I wish to revisit a story, read so many times in younger days and in such rapid succession with other stories that I came to accept it without examining it very closely:  The Princess and the Pea.

It is all too easy for interpreters to say “Ah!  This supposed sensitivity is but a joke about how the actual nobility was sensitive to perceived slights and callous toward the plight of commoners!”  or that “Ohh, clearly the fact that she woke black and blue alluded to some manner of rough sexual encounter.”*  Or perhaps they are diverted by the concept of a real princess, and what that signifies, both in the context of Denmark ca. 1835 and in today’s ostensibly democratic society.

But I leave such things aside, for of late I have taken on myself an additional box-spring and mattress.  A friend needed to empty her apartment, and since I saw the potential for using them in future, I carted them off.  Now, until the future arrives, stacking them on my bed frame with the extant box-spring and mattress seems the most space-efficient means of storage.

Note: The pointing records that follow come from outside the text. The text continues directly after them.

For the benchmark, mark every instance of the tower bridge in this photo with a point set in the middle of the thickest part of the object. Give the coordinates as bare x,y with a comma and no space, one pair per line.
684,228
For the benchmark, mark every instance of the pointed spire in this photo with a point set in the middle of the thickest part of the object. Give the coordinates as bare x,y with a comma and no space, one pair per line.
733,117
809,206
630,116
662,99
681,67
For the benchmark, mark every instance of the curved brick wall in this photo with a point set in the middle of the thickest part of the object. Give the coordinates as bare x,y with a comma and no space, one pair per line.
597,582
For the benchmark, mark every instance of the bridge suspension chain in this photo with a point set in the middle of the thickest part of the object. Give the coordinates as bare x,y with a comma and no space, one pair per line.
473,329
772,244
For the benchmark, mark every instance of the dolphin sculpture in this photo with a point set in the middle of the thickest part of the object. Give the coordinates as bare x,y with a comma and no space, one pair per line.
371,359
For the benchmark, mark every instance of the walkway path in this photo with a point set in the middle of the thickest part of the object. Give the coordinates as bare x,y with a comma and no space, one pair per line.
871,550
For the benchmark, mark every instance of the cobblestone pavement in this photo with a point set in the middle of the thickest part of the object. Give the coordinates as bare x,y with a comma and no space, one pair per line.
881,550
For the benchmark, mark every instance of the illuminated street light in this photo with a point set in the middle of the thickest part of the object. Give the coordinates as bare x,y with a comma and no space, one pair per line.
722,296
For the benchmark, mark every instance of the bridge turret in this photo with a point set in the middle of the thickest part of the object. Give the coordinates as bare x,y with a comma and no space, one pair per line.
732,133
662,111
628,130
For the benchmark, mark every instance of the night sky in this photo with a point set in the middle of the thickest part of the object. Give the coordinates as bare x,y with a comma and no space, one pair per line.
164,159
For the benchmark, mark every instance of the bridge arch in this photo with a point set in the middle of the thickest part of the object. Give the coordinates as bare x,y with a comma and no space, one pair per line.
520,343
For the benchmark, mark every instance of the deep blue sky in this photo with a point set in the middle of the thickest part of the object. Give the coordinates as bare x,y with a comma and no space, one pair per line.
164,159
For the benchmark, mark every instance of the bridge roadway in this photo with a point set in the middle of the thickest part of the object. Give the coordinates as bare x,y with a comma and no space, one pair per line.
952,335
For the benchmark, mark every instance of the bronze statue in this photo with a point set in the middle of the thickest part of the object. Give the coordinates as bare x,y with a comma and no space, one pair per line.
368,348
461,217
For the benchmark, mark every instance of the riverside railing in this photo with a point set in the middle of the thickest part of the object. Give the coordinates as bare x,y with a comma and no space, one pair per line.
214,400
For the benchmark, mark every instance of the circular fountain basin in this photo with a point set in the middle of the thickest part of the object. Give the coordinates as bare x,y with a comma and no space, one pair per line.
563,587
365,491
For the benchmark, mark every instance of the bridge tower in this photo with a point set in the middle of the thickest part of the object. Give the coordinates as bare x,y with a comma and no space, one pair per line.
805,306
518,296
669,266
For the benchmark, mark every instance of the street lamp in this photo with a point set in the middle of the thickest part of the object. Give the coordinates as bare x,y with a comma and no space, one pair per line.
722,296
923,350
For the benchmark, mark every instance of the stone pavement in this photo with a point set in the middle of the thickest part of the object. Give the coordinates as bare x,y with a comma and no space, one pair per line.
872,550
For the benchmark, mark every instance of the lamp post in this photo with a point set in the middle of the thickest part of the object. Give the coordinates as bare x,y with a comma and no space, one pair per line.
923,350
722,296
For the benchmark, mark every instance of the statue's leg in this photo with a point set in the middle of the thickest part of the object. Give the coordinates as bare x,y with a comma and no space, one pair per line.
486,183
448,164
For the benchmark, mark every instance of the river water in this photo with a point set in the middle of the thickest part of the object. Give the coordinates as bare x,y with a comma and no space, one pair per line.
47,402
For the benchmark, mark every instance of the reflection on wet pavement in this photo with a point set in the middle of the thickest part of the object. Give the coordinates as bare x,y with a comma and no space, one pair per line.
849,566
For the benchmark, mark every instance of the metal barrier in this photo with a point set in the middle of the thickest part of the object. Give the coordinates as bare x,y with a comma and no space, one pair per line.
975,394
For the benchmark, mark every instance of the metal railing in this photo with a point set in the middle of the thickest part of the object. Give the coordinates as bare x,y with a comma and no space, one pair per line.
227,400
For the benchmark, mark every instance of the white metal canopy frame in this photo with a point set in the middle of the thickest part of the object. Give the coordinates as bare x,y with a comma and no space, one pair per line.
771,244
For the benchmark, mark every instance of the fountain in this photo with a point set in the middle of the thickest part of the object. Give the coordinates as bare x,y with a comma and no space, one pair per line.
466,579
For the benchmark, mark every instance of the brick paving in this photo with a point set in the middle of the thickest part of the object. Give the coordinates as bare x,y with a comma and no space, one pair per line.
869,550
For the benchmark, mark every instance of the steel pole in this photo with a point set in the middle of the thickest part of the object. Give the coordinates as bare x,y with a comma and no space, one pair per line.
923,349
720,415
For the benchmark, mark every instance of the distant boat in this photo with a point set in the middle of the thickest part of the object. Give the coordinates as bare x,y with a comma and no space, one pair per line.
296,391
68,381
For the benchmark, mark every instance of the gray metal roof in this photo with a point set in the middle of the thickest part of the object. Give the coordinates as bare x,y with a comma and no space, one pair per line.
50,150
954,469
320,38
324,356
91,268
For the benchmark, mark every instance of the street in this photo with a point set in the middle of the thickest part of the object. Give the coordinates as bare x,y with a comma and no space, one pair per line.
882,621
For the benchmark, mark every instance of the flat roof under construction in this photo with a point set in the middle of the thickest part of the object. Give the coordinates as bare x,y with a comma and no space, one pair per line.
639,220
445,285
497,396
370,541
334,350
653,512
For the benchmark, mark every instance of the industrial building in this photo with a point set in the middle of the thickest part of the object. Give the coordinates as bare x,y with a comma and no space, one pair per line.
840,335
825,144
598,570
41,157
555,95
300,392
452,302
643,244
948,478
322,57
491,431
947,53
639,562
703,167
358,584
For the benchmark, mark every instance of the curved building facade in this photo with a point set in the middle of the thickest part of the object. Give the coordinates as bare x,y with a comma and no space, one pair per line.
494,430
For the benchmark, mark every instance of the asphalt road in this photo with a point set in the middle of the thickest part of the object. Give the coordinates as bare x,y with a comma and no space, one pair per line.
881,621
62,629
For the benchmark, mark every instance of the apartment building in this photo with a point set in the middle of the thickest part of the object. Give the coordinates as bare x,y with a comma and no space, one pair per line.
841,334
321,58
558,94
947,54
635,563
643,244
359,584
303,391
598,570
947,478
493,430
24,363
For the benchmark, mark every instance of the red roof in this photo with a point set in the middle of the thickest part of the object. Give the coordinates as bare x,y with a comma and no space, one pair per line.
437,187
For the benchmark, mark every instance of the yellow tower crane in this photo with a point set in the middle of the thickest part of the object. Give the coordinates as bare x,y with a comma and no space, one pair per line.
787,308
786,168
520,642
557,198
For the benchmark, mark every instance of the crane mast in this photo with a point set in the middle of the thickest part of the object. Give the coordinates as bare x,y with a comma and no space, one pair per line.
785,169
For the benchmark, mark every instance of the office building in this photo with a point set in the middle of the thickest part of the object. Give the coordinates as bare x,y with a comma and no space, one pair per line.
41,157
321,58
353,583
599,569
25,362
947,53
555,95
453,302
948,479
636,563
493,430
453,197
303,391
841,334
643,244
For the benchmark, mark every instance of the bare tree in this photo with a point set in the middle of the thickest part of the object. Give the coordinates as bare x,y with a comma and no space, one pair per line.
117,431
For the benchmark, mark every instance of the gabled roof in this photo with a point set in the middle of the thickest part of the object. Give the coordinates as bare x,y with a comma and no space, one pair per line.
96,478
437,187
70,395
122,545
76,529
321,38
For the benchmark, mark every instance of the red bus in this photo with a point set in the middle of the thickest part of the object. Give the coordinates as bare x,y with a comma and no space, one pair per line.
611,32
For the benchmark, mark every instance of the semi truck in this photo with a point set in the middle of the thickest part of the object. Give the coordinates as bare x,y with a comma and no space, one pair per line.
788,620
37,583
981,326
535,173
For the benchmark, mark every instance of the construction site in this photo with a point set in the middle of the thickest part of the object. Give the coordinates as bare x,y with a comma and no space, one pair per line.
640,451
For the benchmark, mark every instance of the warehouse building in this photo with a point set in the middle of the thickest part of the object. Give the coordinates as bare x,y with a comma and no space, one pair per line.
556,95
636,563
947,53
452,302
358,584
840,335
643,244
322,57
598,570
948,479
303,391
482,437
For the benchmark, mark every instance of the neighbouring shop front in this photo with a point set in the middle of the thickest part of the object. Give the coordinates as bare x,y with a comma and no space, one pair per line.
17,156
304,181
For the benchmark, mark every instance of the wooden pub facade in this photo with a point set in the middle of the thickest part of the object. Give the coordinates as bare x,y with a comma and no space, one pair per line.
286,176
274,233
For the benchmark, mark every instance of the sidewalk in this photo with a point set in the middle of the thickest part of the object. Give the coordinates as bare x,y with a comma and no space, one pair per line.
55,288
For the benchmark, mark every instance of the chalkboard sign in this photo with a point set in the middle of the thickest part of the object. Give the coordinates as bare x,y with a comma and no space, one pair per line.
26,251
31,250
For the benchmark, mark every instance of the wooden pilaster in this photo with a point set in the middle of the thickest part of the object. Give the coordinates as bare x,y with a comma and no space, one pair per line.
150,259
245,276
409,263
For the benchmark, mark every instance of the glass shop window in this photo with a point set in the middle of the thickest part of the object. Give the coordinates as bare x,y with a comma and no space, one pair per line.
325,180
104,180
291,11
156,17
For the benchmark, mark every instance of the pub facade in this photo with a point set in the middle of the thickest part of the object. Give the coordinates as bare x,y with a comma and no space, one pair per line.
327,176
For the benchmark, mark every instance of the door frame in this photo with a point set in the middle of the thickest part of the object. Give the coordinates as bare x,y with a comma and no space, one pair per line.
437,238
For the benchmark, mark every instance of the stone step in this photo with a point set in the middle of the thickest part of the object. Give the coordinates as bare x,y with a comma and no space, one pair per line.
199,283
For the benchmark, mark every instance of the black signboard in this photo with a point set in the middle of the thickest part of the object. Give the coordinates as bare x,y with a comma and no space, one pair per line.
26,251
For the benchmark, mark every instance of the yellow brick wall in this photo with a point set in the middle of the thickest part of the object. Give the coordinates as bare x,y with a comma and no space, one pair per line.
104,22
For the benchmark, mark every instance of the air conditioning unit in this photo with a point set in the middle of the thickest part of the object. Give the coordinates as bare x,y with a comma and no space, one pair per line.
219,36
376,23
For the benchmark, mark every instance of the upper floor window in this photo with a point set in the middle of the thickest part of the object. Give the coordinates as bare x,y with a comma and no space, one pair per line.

         My bed, as you see, stands about four feet tall now, such that I cannot sit down on it; instead I must get a knee up or spring or otherwise clamber atop it, taking care not to hit my head on the sloping ceiling.  This adds an element of decisiveness to turning in for the night, and an interesting perspective on this princessy business of mattresses and eiderdown beds.

Leaving the pea aside – though anyone who ruminates on peas for more than a second must think how smushed the thing would get – I cannot let this story premise roll past me any longer.  No, friends, I must peer at it, closely as one might.

First, note how the princess turns up in the rain.  We are given no explanation of whence she came or why she was walking to this particular castle alone in the rain at night (but let me just say “ambulopluviophobia” where that’s concerned).  One would think that the raindrops, falling from such a height as they do, would injure her quite gravely and render this bed business quite unnecessary.

Moreover, note that the queen, who we suppose to be a real queen** and thus to have been a real princess once, must have the same vaunted sensitivity – and yet she moves twenty mattresses (and makes the bed somehow.  Difficult business)!  Does all her royal sensitivity leave once she wears a crown?  I have had a hard enough time (and surely bruised a time or two) moving two mattresses.  She might have given herself a contusion; surely a proper queen has servants on hand for such manual labor!

Sixth and lastly, the bedroom must be quite a grand chamber, for such a bed would tower at least 25 feet high; this implies that the princess must be fearless where heights are concerned, or else generally brave, or else mad, as no one reasonable relishes the thought or enjoys the possibility of falling so far while asleep.  Two box-springs and two mattresses get quite unsteady on their own, and mine are set right beside the wall to boot.  Hopefully there was a ladder or something on hand.

Thirdly, imagine what other exhibits are in this museum.  Either it is a vast space, with curators itching for something, anything, to display there, or else it contains a panoply of hodgepodgey “royal” artifacts.  And to conclude, the people about town must be very in dire straits if any of them would conceive of stealing the Pulverized Pea of Princess Proof.

*I actually read some pieces of analysis on the story – longer than the story itself – expressing these two interpretations.  Gosh, somehow I missed that subtext.
**Unless others read the same edition I read as a child, wherein the queen slept soundly in the Mammoth Bed of Mammothness the next night, despite the fact that the pea hadn’t been moved, thus suggesting that she was not really properly sensitive but in fact a CHARLATAN PRINCESS who had taken advantage of a good, honest prince back in her day.  Takes one to know one, I always say.